As vozes negras e indígenas na encruzilhada civilizacional
"Essa é a riqueza na qual mergulhamos. Melhor ainda, só confirmam que a questão desses povos não é só do passado, mas também do presente e para o futuro"
Há uma explosão de vozes negras e indígenas – masculinas e femininas – no mundo contemporâneo, o que constitui um fenômeno inovador. Uma das sugestões do Papa Francisco no Sínodo para a Amazônia é que tivéssemos a capacidade de ouvir a fala dos povos originários e tradicionais. Ele chega a afirmar no “Querida Amazônia” que, muitas vezes, a extinção de uma tradição cultural dessas, é tão ou mais prejudicial à humanidade que a extinção de uma espécie animal ou vegetal.
No ano passado passei a ler muito da literatura de autores indígenas,
ainda não encontrei textos ou livros de autoras indígenas. Claro,
acompanho com cuidado falas como a de Txai Suruí na ONU, ou das jovens mulheres indígenas que estão em diversos campos da sociedade no sentido de defender os interesses de seus povos. Às vezes tenho o
privilégio de ouvir diretamente mulheres como a cacique Lucélia
Pankará, de Itacuruba, Pernambuco. Sinto que grande parte das
esquerdas têm imensas dificuldades de assimilar esses pensamentos e
estilos de vida. São outras matrizes civilizacionais e elas não se
encaixam nos nossos esquemas mentais ocidentais já consolidados.
Ler e ouvir pessoas como Ailton Krenak, Davi Kopenawa, tantos outros e
outras, é entrar em outra leitura de mundo. Com eles e elas saímos da
entediante lógica ocidental, com seu raciocínio frio e distante do
resto da humanidade, principalmente os intelectuais orgânicos ao
capital. Essa é a riqueza na qual mergulhamos. Melhor ainda, só
confirmam que a questão desses povos não é só do passado, mas também do presente e para o futuro. “Aqueles que vivem nas bordas do
planeta”, na expressão fantástica de Ailton Krenak, têm muito a dizer
para a humanidade dominante nesse momento crucial da história humana na face da Terra.
Esse ano comecei lendo livros da literatura negra. O livro inicial foi
“Lugar de fala”, de Djamila Ribeiro. Ali estão citados vários autores,
principalmente autoras, que abrem um campo imenso para entender essas vozes negras, femininas, a partir de seu standpoint. Não sou muito de anglicismos, mas gostei da expressão. Ou, como diz Leonardo Boff,
“cada ponto de vista é a vista de um ponto”. Então, elas falam de seu
lugar na sociedade e na história.
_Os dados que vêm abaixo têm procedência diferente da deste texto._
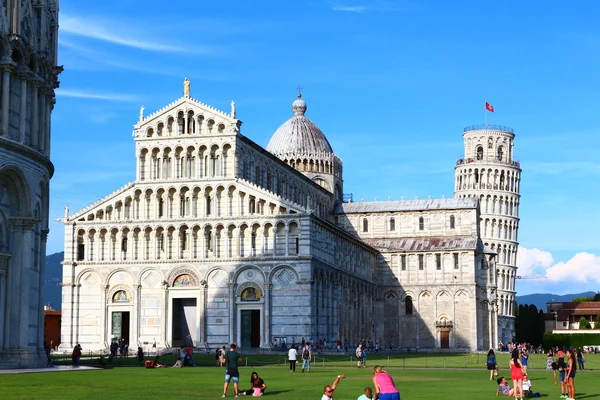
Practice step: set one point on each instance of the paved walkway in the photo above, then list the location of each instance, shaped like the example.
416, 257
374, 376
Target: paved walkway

Como eu costumo dizer a respeito de
mim mesmo, “nós brancos nunca saberemos o que é ser pele negra ou
indígena nesse país chamado Brasil”. E vejo a repercussão dessas
reflexões até mesmo nas Pastorais Socioambientais, quando as mulheres
que fazem essas pastorais questionam os homens e seus companheiros
pela reprodução machista e discriminatória no âmbito da Igreja e das
próprias pastorais.
A humanidade consciente está buscando dois caminhos: os privilegiados
querem manter seus lugares e, mesmo sabendo que estamos indo ao
abismo, preferem seguir em linha reta, como ovelhas na direção do
despenhadeiro. Eles julgam que suas riquezas e poderio militar os
salvarão de um colapso global. Há outros, também conscientes, que ao
menos tentam “adiar o fim do mundo”. É nesse campo que estão tantos
pensadores e pensadoras do mundo indígena e negro.
Sou um homem branco que casou com uma mulher negra. Tivemos duas
filhas e dois filhos multicores. Com ela aprendi muito sobre as
sutilezas do racismo. Ela perdeu a vida para o Covid. Mas, eu quero
continuar ouvindo o que esses e essas pensadoras têm a nos dizer para
que “o céu não caia sobre nossas cabeças” e sobre a cabeça das
gerações futuras.
* Este é um artigo de opinião, de responsabilidade do autor, e não reflete a opinião do Brasil 247.